L’Union Européenne et le Fond Monétaire International (FMI) sont à la manœuvre : le pire est à craindre pour l’Irlande.

Après avoir sévit en Grèce, c’est autour des Irlandais de bénéficier – pour leur malheur- des mannes de l’Union Européenne. 90 milliards d’euros vont ainsi être consacrés à ce qu’il est abusivement appelé « sauvetage » de son secteur bancaire, mais qu’il serait plus juste de renommer « destruction » de son économie ! Comme la population grecque le peuple irlandais va payer le prix fort des errements de ses dirigeants. Sa dette colossale est devenu une aubaine pour les marchés financiers qui y voient un formidable terrain de jeu pour la spéculation financière.

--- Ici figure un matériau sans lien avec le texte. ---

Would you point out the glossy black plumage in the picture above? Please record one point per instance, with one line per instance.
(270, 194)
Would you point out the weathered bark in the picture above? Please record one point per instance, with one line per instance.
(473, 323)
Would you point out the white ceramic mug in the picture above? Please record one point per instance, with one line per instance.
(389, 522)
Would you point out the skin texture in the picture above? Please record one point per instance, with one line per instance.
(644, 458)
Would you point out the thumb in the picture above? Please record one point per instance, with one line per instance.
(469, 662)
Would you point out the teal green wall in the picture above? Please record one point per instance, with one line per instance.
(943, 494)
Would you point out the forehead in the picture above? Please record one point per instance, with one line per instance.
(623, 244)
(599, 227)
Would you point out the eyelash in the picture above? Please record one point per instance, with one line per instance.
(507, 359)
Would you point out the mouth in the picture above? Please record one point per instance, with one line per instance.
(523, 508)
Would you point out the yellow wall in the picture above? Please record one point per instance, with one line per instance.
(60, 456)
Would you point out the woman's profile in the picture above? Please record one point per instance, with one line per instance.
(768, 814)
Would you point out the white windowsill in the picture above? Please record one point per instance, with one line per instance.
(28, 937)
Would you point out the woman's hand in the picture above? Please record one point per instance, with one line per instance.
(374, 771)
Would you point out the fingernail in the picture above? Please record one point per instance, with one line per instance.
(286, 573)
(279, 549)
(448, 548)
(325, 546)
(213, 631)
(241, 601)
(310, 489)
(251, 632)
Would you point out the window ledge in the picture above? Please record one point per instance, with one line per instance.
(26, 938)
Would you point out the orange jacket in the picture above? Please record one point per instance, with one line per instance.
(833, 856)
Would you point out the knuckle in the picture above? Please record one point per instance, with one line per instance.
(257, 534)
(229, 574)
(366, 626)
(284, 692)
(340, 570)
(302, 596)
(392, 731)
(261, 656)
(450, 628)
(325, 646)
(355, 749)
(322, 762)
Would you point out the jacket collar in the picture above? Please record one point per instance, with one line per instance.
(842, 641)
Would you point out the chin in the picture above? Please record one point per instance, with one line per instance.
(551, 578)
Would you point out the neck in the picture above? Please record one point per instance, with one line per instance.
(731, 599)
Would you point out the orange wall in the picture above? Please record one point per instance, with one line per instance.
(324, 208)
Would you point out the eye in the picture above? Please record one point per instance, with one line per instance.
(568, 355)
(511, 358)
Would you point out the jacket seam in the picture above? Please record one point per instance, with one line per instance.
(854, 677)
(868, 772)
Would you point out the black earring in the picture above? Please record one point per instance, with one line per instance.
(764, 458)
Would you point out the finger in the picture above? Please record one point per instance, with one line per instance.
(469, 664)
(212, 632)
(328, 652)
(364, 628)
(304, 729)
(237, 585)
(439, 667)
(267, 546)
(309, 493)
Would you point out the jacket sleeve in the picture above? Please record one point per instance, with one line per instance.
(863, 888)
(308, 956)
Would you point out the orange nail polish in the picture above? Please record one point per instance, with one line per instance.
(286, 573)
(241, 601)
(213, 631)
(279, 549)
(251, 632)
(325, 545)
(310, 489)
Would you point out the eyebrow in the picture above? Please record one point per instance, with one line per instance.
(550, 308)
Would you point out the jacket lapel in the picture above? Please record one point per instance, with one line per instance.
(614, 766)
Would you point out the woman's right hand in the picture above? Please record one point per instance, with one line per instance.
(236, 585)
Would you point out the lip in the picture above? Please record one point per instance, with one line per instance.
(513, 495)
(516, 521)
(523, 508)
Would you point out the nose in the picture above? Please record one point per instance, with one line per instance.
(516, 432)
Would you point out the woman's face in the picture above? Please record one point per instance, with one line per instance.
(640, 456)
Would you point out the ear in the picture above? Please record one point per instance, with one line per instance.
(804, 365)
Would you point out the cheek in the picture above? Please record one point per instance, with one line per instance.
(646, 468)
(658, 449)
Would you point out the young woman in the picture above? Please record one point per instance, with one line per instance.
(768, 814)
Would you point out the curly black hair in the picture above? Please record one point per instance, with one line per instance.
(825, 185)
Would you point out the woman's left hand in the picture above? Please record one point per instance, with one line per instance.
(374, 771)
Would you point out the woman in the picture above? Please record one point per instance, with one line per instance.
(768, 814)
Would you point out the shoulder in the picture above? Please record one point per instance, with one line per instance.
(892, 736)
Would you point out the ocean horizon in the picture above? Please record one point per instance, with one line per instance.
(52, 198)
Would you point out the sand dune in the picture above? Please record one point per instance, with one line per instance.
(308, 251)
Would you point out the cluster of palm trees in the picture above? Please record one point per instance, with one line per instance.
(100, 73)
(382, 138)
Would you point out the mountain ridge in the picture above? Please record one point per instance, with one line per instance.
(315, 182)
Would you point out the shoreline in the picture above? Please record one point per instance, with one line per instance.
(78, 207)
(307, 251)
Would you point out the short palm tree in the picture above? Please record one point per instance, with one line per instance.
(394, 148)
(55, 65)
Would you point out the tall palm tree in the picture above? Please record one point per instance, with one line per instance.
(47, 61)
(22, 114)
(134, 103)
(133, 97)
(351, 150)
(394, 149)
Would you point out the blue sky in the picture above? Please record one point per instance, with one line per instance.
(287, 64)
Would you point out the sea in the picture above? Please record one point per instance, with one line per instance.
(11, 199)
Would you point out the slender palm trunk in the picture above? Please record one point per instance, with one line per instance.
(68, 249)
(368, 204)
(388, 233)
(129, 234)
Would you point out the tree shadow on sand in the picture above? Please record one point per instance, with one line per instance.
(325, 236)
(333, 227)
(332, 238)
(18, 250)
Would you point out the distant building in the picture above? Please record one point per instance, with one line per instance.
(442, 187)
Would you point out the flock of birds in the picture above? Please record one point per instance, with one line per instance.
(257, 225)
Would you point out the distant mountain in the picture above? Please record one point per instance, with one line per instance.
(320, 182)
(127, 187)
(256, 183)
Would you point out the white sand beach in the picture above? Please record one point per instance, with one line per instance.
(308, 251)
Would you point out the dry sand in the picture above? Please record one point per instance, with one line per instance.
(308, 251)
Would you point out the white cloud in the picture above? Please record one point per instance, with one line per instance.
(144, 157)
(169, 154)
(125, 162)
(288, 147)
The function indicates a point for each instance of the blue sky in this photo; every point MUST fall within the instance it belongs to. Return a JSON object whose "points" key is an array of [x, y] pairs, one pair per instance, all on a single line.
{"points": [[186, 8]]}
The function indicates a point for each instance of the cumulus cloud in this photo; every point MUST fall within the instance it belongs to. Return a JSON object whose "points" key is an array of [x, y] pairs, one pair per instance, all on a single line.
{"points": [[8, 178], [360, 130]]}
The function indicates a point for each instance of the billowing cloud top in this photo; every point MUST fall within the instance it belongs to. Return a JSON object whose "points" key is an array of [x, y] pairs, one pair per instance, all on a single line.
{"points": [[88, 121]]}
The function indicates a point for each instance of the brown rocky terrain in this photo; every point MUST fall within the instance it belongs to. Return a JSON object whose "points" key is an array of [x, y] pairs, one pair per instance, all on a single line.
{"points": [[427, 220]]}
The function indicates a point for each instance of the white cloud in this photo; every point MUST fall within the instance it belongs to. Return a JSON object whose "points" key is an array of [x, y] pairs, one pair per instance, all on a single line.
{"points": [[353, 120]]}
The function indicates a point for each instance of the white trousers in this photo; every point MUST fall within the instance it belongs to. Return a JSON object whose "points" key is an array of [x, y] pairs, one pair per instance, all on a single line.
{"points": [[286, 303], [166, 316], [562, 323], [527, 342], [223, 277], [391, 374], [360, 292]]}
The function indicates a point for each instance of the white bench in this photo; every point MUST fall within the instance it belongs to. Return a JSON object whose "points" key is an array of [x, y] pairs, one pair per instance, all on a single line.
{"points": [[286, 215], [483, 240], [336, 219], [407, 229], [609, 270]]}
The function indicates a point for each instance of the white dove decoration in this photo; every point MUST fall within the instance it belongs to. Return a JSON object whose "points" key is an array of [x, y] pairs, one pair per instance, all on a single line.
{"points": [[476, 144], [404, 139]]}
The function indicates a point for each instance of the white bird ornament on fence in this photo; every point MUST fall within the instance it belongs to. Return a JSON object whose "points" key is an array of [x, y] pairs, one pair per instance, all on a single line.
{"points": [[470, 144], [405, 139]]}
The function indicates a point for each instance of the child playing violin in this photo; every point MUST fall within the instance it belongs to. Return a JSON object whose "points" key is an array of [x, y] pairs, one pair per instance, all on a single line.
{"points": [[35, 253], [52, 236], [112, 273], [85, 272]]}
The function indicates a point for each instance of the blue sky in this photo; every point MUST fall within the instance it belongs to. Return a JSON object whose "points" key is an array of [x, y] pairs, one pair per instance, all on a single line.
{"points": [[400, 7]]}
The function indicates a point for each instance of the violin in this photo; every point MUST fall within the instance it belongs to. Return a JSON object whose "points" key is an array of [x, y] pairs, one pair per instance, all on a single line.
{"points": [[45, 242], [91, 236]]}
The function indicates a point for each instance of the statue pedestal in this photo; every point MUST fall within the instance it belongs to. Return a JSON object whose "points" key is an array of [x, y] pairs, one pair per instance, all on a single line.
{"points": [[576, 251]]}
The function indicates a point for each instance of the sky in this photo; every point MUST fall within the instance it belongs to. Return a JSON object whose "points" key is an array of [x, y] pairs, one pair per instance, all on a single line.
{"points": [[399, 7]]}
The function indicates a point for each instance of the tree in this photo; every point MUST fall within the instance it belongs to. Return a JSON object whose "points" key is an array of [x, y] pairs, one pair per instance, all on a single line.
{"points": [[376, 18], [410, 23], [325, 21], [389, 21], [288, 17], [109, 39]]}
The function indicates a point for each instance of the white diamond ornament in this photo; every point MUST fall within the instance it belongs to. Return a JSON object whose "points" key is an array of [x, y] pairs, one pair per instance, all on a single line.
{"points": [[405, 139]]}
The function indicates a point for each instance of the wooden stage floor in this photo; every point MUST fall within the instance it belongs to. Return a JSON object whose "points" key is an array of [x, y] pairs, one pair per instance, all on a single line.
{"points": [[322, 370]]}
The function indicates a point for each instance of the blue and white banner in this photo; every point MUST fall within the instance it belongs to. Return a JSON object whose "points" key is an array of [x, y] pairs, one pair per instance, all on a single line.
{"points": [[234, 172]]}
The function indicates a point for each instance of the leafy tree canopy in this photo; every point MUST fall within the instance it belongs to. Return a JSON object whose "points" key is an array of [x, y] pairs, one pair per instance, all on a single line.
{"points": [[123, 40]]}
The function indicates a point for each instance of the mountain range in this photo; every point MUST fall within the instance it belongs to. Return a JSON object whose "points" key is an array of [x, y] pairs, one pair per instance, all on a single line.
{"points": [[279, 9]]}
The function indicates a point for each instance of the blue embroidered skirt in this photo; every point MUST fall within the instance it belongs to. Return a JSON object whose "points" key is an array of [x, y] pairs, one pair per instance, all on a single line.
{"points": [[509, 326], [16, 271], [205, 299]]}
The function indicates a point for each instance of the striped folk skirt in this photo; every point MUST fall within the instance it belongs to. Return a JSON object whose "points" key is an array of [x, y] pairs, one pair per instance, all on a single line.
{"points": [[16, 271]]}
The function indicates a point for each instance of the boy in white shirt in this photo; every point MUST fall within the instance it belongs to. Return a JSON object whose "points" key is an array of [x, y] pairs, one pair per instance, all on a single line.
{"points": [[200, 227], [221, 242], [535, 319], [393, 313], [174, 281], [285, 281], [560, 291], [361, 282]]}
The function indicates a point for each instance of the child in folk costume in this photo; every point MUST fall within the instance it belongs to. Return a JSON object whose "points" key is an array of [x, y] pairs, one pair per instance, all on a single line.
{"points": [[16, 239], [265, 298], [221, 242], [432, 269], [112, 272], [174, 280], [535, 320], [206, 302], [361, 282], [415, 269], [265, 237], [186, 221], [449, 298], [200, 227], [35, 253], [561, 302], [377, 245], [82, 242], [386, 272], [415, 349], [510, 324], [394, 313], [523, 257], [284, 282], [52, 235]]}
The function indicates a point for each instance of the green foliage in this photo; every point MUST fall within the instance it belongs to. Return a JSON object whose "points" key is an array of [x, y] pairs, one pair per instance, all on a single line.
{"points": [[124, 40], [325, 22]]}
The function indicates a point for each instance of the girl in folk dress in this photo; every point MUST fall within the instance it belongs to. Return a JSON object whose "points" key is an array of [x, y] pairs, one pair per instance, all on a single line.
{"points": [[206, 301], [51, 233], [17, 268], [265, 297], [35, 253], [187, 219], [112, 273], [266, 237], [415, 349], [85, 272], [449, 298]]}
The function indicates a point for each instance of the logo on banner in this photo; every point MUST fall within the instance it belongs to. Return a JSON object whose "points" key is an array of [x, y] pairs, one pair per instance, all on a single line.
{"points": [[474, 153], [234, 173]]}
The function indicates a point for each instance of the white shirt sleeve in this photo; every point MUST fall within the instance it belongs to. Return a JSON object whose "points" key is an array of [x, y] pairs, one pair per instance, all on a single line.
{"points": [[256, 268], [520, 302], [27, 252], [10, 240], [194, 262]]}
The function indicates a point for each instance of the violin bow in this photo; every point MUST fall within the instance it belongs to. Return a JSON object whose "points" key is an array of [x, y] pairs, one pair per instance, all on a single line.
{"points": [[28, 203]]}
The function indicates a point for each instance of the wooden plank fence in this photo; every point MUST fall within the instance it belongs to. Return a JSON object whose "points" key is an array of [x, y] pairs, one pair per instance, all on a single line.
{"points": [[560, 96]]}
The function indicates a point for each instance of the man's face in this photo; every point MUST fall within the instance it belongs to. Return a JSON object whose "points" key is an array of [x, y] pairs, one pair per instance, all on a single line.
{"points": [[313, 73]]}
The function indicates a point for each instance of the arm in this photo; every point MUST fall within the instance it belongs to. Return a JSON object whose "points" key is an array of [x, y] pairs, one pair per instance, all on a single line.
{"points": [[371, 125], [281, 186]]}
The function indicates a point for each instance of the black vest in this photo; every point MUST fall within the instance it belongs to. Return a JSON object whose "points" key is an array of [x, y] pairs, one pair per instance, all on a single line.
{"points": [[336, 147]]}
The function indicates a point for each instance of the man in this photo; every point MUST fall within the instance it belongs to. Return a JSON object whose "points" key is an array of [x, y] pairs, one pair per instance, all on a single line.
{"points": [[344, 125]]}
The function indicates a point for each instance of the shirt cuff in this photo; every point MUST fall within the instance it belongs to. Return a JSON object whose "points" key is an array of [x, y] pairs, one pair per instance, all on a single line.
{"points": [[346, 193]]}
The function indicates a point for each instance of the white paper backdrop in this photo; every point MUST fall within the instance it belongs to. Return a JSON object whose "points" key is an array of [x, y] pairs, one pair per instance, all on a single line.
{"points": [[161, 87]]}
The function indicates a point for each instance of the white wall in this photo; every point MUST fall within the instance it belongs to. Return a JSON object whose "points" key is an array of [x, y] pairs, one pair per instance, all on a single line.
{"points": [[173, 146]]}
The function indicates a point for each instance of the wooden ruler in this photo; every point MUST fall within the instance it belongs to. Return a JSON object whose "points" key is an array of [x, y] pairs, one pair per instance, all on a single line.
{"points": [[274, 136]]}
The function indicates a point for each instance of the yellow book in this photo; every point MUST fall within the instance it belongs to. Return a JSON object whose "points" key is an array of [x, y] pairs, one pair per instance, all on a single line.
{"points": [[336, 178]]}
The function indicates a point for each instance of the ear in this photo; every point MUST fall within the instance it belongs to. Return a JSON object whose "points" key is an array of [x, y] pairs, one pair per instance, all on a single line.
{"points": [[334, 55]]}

La médication à venir est connue. Elle comprend de nouvelles réductions des allocations chômage et familiales ainsi que de nouvelles suppressions d’emplois publics. Le gouvernement irlandais s’apprête même à s’attaquer au salaire minimum. Après la Grèce au printemps dernier, l’Irlande va ainsi devenir le deuxième pays de la zone euro à passer sous les fourches caudines des marchés financiers. Cette potion est pire que le mal. Au bout c’est le désespoir pour les Irlandais, sans que les causes qui ont rendu possible cette situation de déficit abyssal soient résolues. Rien n’est possible s’il n’est pas mis un terme à tous ces mécanismes financiers dédiés aux plus riches et déconnectés de l’économie réelle. La BCE doit être placée sous l’autorité des peuples européens et non l’inverse.

Le PCF dénonce ce plan d’affameur où pieds et poings liés, l’Irlande passe à la casserole à la sauce grecque.

Parti communiste français, 22 novembre 2010.